Abstract
Despite much progress in training AI systems to imitate human language, building agents that use language to communicate intentionally with humans in interactive environments remains a major challenge. We introduce Cicero, the first AI agent to achieve human-level performance in Diplomacy, a strategy game involving both cooperation and competition that emphasizes natural language negotiation and tactical coordination between seven players. Cicero integrates a language model with planning and reinforcement learning algorithms by inferring players' beliefs and intentions from its conversations and generating dialogue in pursuit of its plans.
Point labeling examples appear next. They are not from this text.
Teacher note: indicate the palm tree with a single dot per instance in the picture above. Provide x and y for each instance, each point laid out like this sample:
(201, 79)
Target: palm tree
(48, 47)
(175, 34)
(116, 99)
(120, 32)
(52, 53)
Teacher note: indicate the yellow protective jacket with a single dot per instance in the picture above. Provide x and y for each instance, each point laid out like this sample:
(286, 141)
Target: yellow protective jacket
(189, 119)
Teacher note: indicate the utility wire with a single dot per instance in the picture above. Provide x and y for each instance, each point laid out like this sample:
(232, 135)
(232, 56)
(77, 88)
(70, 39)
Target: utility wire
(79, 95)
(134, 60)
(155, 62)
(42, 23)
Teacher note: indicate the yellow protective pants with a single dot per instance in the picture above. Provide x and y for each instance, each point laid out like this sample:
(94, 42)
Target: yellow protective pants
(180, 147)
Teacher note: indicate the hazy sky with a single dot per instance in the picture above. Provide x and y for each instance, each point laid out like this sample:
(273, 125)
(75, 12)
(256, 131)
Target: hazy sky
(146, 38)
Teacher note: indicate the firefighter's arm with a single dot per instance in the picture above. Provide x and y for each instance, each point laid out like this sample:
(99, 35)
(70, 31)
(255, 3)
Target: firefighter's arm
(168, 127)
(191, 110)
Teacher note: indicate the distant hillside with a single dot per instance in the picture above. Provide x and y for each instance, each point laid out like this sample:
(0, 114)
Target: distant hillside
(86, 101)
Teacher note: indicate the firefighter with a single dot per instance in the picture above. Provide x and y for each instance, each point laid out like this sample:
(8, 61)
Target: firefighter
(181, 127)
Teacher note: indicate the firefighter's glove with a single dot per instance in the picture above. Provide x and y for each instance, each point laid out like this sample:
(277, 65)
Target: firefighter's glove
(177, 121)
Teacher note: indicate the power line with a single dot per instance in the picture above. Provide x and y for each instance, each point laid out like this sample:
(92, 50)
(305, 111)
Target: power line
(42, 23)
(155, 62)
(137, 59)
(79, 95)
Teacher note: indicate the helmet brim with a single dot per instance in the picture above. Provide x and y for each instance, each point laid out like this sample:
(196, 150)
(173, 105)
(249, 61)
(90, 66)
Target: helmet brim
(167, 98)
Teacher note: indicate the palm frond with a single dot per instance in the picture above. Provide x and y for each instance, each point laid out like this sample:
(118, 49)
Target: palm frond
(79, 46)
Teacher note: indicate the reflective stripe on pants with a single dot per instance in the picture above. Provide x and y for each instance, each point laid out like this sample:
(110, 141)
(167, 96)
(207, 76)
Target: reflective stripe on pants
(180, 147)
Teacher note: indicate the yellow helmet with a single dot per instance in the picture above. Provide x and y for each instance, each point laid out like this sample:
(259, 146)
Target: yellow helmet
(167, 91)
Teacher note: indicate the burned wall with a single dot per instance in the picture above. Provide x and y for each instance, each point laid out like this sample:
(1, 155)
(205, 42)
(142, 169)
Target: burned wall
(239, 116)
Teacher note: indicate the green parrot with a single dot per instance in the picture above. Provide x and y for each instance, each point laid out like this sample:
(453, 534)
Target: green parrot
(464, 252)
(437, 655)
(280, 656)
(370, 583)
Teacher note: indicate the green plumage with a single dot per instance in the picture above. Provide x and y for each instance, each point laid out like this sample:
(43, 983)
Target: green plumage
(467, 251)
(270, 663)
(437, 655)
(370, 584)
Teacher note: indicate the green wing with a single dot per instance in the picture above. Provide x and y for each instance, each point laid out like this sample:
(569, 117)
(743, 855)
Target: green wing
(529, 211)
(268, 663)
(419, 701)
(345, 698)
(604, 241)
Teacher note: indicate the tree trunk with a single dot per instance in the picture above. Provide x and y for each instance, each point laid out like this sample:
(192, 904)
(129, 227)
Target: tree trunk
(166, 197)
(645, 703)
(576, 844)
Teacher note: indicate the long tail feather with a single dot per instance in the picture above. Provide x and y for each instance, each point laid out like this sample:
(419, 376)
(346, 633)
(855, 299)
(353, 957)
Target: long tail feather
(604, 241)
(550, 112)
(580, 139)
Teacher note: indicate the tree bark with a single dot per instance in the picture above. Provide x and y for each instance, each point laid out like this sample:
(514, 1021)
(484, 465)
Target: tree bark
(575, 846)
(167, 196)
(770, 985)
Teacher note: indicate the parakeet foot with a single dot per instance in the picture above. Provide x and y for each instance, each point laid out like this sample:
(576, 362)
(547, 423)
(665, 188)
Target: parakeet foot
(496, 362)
Across 40 games of an anonymous online Diplomacy league, Cicero achieved more than double the average score of the human players and ranked in the top 10% of participants who played more than one game.
Meta Fundamental AI Research Diplomacy Team (FAIR)†, Anton Bakhtin, Noam Brown, Emily Dinan, Gabriele Farina, Colin Flaherty, Daniel Fried, et al. 2022. “Human-Level Play in the Game of Diplomacy by Combining Language Models with Strategic Reasoning.” Science, November, eade9097. https://doi.org/10.1126/science.ade9097.
Oh, and it's also a slight downwards update on the difficulty of press diplomacy. For example, it might just be possible that you don't need much backstabbing for expert human-level diplomacy?
This doesn't mean that Cicero is honest -- notably, it can "change its mind" about what action it should take, given the dialogue of other players. For example, in the video, at 26:12 we see Austria saying to Russia that they will keep Gal a DMZ, but at 27:03 Austria moves an army into Gal.